Ultimately, the future of AI is inseparable from the future of humanity. Technology will continue to evolve. The more urgent question is whether humans will evolve in depth, integrity and wisdom alongside it.
“Practices that enable resilience already exist, but they must be reinforced; they must begin now. Educational systems should prioritize moral reasoning, creativity and embodied learning, areas where humans remain uniquely capable. Individuals can cultivate digital boundaries, intentional learning and reflective habits that preserve agency. The workplace should reward judgment, stewardship and relational leadership, not just speed and output. Institutions can embed ethical reviews, human oversight and interdisciplinary governance into AI deployment. Families and faith communities should teach children how to live with technology without being shaped entirely by it.
“New vulnerabilities will emerge.
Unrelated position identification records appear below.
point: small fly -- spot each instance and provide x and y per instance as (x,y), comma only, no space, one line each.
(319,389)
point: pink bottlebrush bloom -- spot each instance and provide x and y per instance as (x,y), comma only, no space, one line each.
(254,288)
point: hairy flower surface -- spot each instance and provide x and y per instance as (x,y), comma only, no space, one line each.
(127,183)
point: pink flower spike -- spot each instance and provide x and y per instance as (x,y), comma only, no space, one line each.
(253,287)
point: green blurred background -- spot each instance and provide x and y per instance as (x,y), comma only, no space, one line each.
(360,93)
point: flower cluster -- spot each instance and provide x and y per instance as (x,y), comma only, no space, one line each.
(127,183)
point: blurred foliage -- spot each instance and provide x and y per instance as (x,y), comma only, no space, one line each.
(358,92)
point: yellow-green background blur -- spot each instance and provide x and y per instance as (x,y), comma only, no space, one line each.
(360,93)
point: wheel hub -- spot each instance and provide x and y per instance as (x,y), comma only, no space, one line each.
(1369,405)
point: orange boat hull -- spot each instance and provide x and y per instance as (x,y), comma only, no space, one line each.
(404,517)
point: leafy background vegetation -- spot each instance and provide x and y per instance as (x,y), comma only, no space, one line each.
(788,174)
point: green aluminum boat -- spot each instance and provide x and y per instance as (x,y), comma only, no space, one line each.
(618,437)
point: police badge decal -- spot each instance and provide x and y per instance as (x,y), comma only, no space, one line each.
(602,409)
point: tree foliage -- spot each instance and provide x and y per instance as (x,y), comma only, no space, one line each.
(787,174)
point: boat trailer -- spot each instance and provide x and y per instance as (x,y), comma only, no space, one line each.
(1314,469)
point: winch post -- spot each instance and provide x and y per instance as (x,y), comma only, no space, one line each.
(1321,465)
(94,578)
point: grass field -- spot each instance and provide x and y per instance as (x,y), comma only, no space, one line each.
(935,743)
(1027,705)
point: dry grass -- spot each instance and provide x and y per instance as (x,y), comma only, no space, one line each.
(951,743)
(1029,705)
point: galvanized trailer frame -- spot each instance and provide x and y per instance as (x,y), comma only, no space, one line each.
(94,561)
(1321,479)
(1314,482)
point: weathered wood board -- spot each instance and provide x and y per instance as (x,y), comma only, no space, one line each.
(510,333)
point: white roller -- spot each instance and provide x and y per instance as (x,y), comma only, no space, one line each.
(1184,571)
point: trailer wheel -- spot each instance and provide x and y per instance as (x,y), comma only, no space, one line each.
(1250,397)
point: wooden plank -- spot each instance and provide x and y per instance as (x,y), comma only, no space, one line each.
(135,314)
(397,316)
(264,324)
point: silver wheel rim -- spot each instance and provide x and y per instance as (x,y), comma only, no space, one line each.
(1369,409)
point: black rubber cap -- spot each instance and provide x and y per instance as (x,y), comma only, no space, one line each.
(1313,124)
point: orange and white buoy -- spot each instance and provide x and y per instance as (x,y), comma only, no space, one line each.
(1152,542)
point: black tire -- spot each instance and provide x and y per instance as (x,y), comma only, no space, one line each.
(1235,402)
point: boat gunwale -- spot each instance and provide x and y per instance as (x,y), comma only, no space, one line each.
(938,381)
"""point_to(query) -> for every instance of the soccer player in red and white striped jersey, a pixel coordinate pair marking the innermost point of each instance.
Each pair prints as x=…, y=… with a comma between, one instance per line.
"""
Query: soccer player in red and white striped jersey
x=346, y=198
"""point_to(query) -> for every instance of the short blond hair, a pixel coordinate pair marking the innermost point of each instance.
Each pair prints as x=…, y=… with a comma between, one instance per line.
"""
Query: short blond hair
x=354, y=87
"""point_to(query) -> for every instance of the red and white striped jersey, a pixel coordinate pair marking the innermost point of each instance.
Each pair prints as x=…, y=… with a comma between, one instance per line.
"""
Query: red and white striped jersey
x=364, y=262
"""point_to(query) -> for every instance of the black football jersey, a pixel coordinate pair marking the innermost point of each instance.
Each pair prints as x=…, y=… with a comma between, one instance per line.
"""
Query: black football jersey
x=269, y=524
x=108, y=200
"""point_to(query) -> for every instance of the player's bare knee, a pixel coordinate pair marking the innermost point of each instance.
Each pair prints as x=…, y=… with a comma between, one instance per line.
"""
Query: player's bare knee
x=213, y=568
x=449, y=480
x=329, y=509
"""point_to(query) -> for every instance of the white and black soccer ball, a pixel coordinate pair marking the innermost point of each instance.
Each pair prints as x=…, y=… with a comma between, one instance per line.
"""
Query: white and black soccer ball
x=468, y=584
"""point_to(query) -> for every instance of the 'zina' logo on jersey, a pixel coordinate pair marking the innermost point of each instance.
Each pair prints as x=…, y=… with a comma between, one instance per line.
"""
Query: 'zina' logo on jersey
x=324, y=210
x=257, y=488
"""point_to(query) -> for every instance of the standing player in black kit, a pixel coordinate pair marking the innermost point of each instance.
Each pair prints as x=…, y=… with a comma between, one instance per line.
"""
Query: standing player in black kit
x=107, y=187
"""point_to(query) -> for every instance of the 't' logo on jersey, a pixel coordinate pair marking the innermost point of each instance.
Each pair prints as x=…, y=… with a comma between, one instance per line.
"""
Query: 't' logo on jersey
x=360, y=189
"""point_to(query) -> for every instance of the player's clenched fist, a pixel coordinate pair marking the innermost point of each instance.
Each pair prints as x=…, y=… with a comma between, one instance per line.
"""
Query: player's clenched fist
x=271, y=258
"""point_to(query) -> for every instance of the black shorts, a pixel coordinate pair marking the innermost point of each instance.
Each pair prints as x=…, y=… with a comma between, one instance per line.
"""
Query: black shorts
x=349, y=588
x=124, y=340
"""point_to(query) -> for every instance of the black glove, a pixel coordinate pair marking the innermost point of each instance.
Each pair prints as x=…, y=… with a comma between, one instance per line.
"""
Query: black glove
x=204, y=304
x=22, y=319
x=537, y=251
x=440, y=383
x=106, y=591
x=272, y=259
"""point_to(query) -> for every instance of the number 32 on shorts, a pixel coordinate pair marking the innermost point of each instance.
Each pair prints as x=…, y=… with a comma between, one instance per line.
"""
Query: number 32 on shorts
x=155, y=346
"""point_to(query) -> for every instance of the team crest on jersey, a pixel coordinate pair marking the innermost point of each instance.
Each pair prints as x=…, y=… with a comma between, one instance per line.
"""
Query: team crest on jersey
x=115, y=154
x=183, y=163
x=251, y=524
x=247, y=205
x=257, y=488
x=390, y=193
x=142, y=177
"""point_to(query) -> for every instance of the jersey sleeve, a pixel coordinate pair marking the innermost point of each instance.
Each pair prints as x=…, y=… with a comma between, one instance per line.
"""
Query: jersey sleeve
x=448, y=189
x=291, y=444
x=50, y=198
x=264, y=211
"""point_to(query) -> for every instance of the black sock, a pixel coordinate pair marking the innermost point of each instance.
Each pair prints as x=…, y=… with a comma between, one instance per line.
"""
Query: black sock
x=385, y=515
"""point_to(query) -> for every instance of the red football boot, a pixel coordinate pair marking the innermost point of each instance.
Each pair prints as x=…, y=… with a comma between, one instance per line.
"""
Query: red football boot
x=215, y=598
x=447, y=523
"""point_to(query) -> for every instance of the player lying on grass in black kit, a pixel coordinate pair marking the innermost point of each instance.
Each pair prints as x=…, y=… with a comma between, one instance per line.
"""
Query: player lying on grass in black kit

Cognitive laziness, emotional displacement, over-reliance on automated authority and widening gaps between those who can critically engage AI and those who cannot are real risks. Coping strategies must be proactive rather than reactive. Teaching people how to pause, evaluate and choose deliberately may be as important as teaching them how to code and cook.
“Ultimately, the future of AI is inseparable from the future of humanity. Technology will continue to evolve. The more urgent question is whether humans will evolve in depth, integrity and wisdom alongside it. Resilience will not come from resisting change, but from anchoring change in values that honor human dignity, rational intelligence and moral responsibility.
“The task before us is not to become more like machines, but to become more fully human in their presence.”
This essay was written in January 2026 in reply to the question: “AI systems are likely to begin to play a much more significant role in shaping our decisions, work and daily lives. How might individuals and societies embrace, resist and/or struggle with such transformative change? As opportunities and challenges arise due to the positive, neutral and negative ripple effects of digital change, what cognitive, emotional, social and ethical capacities must we cultivate to ensure effective resilience? What practices and resources will enable resilience? What actions must we take right now to reinforce human and systems resilience? What new vulnerabilities might arise and what new coping strategies are important to teach and nurture?” This and 200-plus additional essay responses are included in the 2026 report “Building a Human Resilience Infrastructure for the AI Age.”